Oski wrote:
I haven't read The Hitchhiker's guide to the Galaxy, but doesn't it end without the people ever finding the answer, or something?
"Don't panic!" was on the cover of the book, wasn't it. So, that picture features space, Trials, and the book...
Just noticed that the rider is in some sort of a bathrobe, and that Don't Panic is his towel... What does it mean?!
Quote:
Ford handed the book to Arthur.
"What is it?" asked Arthur.
"The Hitchhiker's Guide to the Galaxy. It's a sort of electronic book. It tells you everything you need to know about anything. That's its job."
Arthur turned it over nervously in his hands.
"I like the cover," he said. "'Don't Panic.' It's the first helpful or intelligible thing anybody's said to me all day."
also:
Quote:
The Hitchhiker’s Guide to the Galaxy has a few things to say on the subject of towels.
A towel, it says, is about the most massively useful thing an interstellar hitch hiker can have. Partly it has great practical value — you can wrap it around you for warmth as you bound across the cold moons of Jaglan Beta; you can lie on it on the brilliant marble‐sanded beaches of Santraginus Ⅴ, inhaling the heady sea vapours; you can sleep under it beneath the stars which shine so redly on the desert world of Kakrafoon; use it to sail a mini raft down the slow heavy river Moth; wet it for use in hand‐to‐hand‐combat; wrap it round your head to ward off noxious fumes or to avoid the gaze of the Ravenous Bugblatter Beast of Traal (a mindbogglingly stupid animal, it assumes that if you can't see it, it can't see you — daft as a bush, but very ravenous); you can wave your towel in emergencies as a distress signal, and of course dry yourself off with it if it still seems to be clean enough.

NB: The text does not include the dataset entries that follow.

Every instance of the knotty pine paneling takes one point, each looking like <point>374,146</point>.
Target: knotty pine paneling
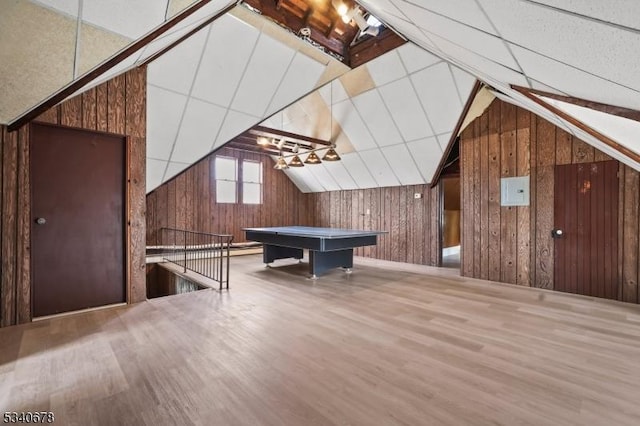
<point>118,106</point>
<point>189,201</point>
<point>412,223</point>
<point>515,244</point>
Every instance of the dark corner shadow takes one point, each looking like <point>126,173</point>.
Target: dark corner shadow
<point>43,335</point>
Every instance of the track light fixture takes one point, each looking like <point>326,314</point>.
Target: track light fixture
<point>312,158</point>
<point>331,155</point>
<point>296,162</point>
<point>281,164</point>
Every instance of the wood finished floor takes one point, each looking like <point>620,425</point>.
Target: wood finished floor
<point>377,347</point>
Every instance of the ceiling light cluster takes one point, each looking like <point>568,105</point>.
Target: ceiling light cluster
<point>368,25</point>
<point>312,158</point>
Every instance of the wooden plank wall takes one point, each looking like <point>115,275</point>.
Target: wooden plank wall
<point>189,201</point>
<point>514,244</point>
<point>117,106</point>
<point>412,224</point>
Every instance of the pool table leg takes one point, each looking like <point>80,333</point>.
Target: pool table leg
<point>322,261</point>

More importantly, a towel has immense psychological value. For some reason, if a strag (strag: nonhitchhiker) discovers that a hitchhiker has his towel with him, he will automatically assume that he is also in possession of a toothbrush, washcloth, soap, tin of biscuits, flask, compass, map, ball of string, gnat spray, wet-weather gear, space suit etc., etc. Furthermore, the strag will then happily lend the hitchhiker any of these or a dozen other items that the hitchhiker might have accidentally "lost.". What the strag will think is that any man that can hitch the length and breadth of the Galaxy, ruff it, slum it, struggle against terrible odds, win through and still know where his towel is, is clearly a man to be reckoned with.